I created my role as a technician who knows how to fix the machine. When the bots stop listening, I walk to them and start speaking with them. I also have January Punwattana as a collaborator who is a professional singer and actress. Her role is my most successful bot, she only sings in a soprano voice. Her reaction is the same as the other bots. She only repeats when she hears a word. I chose to use a soprano in my performance because machines tend to mishear very high or low pitches. In addition to sound composition, the soprano also contributes to the misunderstanding feedback loop in the performance.

Link to show program

Link to Github

References

Knight, Will. (2016, August 9). AI’s Language Problem. Retrieved from https://www.technologyreview.com/s/602094/ais-language-problem/

Turing, Alan Mathison (1950) Computing Machinery and Intelligence. Mind 49: 433-460. Retrieved from https://home.manhattan.edu/~tina.tian/CMPT420/Turing.pdf

Stolcke, Andreas and Droppo, Jasha.
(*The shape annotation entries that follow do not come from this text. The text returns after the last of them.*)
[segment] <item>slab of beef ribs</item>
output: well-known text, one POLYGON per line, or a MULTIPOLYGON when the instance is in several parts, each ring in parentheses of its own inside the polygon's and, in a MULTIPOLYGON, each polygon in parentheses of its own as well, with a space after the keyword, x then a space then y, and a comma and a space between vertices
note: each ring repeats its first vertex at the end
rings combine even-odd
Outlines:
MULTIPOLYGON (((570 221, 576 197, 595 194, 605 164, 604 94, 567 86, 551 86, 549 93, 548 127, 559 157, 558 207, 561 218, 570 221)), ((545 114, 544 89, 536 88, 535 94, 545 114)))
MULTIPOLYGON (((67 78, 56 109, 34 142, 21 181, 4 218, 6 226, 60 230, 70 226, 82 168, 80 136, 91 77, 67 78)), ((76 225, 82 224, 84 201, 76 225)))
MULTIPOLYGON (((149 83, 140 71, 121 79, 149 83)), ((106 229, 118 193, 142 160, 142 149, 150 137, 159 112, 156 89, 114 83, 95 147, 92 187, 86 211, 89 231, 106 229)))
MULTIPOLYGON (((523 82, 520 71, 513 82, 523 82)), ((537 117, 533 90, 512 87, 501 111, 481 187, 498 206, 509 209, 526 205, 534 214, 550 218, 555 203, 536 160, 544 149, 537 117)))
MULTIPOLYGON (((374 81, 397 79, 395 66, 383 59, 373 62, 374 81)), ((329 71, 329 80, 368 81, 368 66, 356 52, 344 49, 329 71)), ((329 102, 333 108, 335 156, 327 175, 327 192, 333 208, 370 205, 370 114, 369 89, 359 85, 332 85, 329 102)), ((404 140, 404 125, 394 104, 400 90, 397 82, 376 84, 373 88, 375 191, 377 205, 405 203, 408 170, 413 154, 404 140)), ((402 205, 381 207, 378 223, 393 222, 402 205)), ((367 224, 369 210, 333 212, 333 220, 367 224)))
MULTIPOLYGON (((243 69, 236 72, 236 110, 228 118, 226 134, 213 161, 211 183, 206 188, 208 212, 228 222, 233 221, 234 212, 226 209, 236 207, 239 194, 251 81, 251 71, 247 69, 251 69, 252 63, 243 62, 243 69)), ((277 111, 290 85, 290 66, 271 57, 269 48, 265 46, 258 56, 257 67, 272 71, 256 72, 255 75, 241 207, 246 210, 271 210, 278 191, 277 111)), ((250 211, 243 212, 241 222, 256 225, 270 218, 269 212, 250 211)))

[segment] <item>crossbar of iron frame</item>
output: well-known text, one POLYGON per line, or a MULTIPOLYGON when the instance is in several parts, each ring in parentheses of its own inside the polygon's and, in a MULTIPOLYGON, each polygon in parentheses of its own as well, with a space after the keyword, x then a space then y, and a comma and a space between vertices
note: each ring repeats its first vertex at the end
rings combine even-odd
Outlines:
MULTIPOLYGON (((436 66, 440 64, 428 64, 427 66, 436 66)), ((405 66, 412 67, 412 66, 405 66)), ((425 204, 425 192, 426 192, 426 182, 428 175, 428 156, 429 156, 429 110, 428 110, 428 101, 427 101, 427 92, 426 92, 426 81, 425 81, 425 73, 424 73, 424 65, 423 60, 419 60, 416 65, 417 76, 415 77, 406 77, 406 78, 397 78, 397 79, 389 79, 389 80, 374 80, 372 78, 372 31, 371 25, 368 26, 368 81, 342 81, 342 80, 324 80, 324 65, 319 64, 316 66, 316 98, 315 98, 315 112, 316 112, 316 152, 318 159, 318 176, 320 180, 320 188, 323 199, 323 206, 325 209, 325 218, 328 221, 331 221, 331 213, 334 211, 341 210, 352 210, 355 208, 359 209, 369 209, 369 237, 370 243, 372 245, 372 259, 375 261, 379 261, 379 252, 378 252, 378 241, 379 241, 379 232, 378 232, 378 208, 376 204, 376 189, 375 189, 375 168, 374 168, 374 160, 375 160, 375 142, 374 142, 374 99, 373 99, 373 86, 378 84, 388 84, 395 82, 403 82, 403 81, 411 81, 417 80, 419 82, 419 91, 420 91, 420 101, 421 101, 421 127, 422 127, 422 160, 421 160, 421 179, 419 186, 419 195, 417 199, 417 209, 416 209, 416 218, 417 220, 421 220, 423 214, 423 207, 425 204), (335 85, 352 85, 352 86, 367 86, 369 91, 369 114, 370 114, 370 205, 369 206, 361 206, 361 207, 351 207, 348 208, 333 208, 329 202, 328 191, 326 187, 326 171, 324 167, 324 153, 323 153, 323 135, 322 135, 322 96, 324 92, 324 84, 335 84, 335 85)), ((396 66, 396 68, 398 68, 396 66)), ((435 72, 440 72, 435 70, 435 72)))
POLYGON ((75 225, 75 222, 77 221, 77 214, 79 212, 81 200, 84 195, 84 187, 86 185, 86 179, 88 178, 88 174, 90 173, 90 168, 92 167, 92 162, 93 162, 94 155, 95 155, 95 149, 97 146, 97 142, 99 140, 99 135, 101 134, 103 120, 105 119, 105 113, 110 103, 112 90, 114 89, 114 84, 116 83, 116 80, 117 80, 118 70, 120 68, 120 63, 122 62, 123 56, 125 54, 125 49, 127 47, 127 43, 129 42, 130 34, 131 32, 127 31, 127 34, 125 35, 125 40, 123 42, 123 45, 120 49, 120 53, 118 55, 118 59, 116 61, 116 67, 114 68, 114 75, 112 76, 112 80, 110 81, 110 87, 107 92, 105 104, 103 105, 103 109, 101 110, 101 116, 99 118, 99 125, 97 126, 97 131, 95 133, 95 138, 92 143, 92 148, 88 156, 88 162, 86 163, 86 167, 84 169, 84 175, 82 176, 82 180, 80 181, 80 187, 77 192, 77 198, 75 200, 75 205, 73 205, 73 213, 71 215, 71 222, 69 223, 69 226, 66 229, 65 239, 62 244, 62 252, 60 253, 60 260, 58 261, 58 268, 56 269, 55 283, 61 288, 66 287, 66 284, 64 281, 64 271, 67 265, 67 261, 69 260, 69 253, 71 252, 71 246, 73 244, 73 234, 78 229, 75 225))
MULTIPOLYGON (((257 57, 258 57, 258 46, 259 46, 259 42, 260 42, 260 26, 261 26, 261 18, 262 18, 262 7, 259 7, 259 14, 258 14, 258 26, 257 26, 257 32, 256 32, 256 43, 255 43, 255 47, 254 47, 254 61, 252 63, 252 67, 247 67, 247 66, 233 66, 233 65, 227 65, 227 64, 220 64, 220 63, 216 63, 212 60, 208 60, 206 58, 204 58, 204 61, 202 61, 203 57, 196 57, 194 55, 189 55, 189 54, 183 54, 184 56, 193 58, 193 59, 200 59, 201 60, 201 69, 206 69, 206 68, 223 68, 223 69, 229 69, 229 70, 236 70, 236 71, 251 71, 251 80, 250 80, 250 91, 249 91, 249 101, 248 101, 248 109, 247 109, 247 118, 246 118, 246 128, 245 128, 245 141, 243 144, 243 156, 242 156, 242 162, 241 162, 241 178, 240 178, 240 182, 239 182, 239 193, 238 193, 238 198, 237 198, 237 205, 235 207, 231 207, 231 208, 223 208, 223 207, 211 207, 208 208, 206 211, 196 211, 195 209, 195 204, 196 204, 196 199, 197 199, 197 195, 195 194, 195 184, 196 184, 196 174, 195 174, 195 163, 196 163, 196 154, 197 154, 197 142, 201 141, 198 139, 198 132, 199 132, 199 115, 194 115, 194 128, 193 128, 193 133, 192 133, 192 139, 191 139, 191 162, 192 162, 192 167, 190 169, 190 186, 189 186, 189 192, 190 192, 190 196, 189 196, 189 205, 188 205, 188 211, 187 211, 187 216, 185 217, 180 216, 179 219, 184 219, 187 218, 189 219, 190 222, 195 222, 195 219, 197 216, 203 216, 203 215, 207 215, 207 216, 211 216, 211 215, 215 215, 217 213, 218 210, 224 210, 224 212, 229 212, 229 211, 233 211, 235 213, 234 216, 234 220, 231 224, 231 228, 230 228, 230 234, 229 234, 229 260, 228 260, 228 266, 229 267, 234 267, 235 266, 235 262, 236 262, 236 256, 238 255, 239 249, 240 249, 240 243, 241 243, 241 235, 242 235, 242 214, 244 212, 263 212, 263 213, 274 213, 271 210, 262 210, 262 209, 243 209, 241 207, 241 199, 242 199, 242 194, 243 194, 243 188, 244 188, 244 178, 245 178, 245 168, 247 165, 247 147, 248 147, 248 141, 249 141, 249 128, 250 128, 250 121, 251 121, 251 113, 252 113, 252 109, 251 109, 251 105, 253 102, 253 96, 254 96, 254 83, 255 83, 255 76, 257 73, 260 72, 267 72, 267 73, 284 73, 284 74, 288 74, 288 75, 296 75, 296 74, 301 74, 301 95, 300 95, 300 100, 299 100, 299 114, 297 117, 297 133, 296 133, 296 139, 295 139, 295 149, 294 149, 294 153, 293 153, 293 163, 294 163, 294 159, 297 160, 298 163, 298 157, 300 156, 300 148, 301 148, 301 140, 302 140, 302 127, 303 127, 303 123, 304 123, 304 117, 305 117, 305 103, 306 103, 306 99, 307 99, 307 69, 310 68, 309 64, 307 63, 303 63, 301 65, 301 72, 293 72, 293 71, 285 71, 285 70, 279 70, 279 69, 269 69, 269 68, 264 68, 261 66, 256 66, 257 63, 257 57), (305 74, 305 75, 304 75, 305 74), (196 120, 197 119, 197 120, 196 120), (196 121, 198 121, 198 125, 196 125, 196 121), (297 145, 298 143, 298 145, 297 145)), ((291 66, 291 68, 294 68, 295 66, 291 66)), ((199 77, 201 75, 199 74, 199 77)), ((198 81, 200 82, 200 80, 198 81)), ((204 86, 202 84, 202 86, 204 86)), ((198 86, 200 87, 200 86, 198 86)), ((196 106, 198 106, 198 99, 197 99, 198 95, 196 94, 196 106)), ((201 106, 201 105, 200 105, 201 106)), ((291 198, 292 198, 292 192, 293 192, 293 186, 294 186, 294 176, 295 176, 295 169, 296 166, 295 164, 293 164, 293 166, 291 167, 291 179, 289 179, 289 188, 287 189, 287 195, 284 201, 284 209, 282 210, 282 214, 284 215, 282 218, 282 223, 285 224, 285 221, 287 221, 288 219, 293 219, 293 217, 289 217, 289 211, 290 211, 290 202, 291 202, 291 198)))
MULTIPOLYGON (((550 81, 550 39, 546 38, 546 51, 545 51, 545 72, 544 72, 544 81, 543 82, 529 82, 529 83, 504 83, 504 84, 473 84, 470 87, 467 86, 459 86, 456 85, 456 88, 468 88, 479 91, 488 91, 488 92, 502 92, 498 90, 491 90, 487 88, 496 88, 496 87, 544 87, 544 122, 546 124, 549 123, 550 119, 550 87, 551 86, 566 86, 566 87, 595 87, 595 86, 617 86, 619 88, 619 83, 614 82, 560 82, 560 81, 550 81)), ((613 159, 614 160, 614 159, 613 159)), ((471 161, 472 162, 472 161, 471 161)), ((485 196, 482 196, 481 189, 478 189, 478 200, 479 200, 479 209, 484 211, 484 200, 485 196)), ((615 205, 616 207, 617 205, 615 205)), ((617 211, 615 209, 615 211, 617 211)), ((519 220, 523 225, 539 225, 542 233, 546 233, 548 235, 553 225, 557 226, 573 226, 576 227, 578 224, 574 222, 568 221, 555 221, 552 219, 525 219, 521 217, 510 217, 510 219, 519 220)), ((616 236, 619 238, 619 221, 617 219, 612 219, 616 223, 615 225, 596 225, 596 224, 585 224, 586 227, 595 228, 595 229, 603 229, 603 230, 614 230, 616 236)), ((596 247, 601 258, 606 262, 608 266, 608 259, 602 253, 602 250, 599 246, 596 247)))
Comparing Human and Machine Errors in Conversational Speech Transcription. Microsoft AI and Research, Redmond, WA, USA. Retrieved from https://www.microsoft.com/en-us/research/wp-content/uploads/2017/06/paper-revised2.pdf

Christian, Brian. The Most Human Human: What Talking with Computers Teaches Us About What It Means to Be Alive. New York: Doubleday, 2011. Print.

Perloff, Marjorie and Craig Dworkin, Eds. The Sound of Poetry / The Poetry of Sound Chicago: The University of Chicago Press, 2009. Print.

Bogart, Anne and Landau, Tina. The Viewpoints Book: A Practical Guide to Viewpoints and Composition. Theatre Communications Group, 2005. Print.

Neumark, Norie, Gibson, Ross and Leeuwen, Theo van. VOICE: Vocal Aesthetics in Digital Arts and Media. Cambridge, MA: MIT, 2010. Print.